Disk Encryption Software Recommended For London Borough Of Sutton.

The London Borough of Sutton has been reprimanded and ordered by the ICO to use data encryption on its laptop computers.  The borough lost paper files and two laptops (both of them unencrypted).

The first laptop was stored in a locked cupboard at a children’s hospital ward.  The computer contained the personal data of nine children who were being taught by the council.

The second laptop had social care data of 39 people.  The computer was stolen from the employee’s home.  There is no mention of what type of protection was used (including locked cupboards) if at all.

The use of encryption software like AlertBoot endpoint security software would have meant that the theft of these devices would not have resulted in a data breach.  The reason is quite simple: with proper encryption, it becomes nearly impossible to access the data on the protected devices.  No access to data means no data breach (although you can’t deny theft has taken place).

As such, the undertaking Sutton has signed with the Information Commissioner’s Office requires that any mobile devices with sensitive information (not just laptop computers) be encrypted.

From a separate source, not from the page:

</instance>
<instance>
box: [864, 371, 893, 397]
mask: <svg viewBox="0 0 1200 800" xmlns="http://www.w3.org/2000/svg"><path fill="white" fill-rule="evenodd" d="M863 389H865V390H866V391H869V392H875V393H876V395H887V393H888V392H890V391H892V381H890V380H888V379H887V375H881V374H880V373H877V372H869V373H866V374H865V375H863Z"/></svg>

(I’d like to point out that this may be a little short-sighted.  There’s no reason why non-mobile devices, like a desktop computer, couldn’t be stolen as well.  When it comes to data security, what’s important is not that a device can be easily stolen but that it can be stolen at all.)

The requirements by the ICO go a little bit further than encryption, though.  It also requires that there be adequate physical security, that data retention policies be followed, and that employees have awareness training so they are conscious of the need for good data security practices.

Now, considering that one of the laptops was stolen from a locked cupboard, one has to wonder what “adequate” physical security happens to be.  I guess a locked cupboard is as good as it gets in the workplace unless one has storage space specifically designed to be breach-resistant (like a safe).  But if it’s going to be so easily broken into, is it “adequate”?